Pendant qu’elle se dirigeait jusqu’au cœur de la ville, Éva réfléchissait à comment elle allait s’y prendre. À l’ambassade, elle pouvait agir comme elle le désirait, récupérer une moto n’était pas difficile. En revanche, ne pas se faire coincer avant d’avoir quitté la cité était une autre histoire. Surtout que c’était un lieu neutre. Donc, les Méridiens n’étaient pas en droit d’y mettre les pieds. Elle soupira à nouveau, finalement, c’était un avantage d’être la fille adoptée de la Gouvernante. Elle avait un toit où elle pouvait fermer les yeux sans rien craindre.
En arrivant à la fin d’une galerie, elle grimpa à l’échelle qui s’y trouvait dans un renfoncement étroit pour atteindre le passage dérobé qui lui permettait d’accéder à une aile privée du bâtiment. Par sécurité, elle jeta un œil au jeu de miroir qui était dispersé discrètement à travers la décoration. Si elle pouvait éviter d’être grillée à sa sortie, ce serait préférable. Personne en vue, elle poussa la porte dissimulée pour rejoindre le couloir.
Éva se rendit compte alors que la nuit était bien plus avancée que ce qu’elle avait pensé. La lune était déjà assez haute dans le ciel noir parsemé d’étoiles. Un grand sourire naquit sur ses lèvres. Sa destination était toute trouvée, elle n’allait pas rentrer à ses quartiers tout de suite. Elle quitta l’aile des appartements pour rejoindre un passage de maintenance et accéder au toit. En chemin, elle ne rencontra personne, pas même une des nombreuses personnes qui faisaient vivre l’ambassade. De toute manière, ici, elle ressemblait à un fantôme, personne ne faisait attention à elle. Cependant, elle ne se sentait jamais sereine de croiser quelqu’un.

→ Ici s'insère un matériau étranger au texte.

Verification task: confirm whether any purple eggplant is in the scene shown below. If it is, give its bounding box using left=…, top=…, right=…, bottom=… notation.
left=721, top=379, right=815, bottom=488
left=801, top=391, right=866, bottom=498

Après avoir gravi plusieurs étages, elle arriva à la trappe fermée sans pour autant être verrouillée qui menait à la toiture. Il n’était donc pas là, constata Éva en grimpant à l’échelle. Tant mieux, elle allait pouvoir profiter de ce moment. Elle laissa l’accès ouvert par habitude après son passage et elle s’empressa d’aller tirer le lourd fauteuil qui se trouvait à l’abri. Quand elle échoua sur l’assise molle, elle souffla après l’effort qu’elle venait de faire. Puis, son regard se leva sur le ciel.
Par chance, le temps était clément, sans le moindre nuage. Au point le plus haut d’Ilvigre, la pollution lumineuse ne la gênait pas trop. Avec toujours autant d’émerveillement, elle contemplait cette carte qui avait du sens à ses yeux. C’était son coin, son endroit où presque personne ne la dérangeait. Ici, elle avait un réel sentiment de sécurité tout en pouvant admirer le ciel et surtout, elle pouvait lire la voute céleste comme elle l’avait appris au cœur de ses songes.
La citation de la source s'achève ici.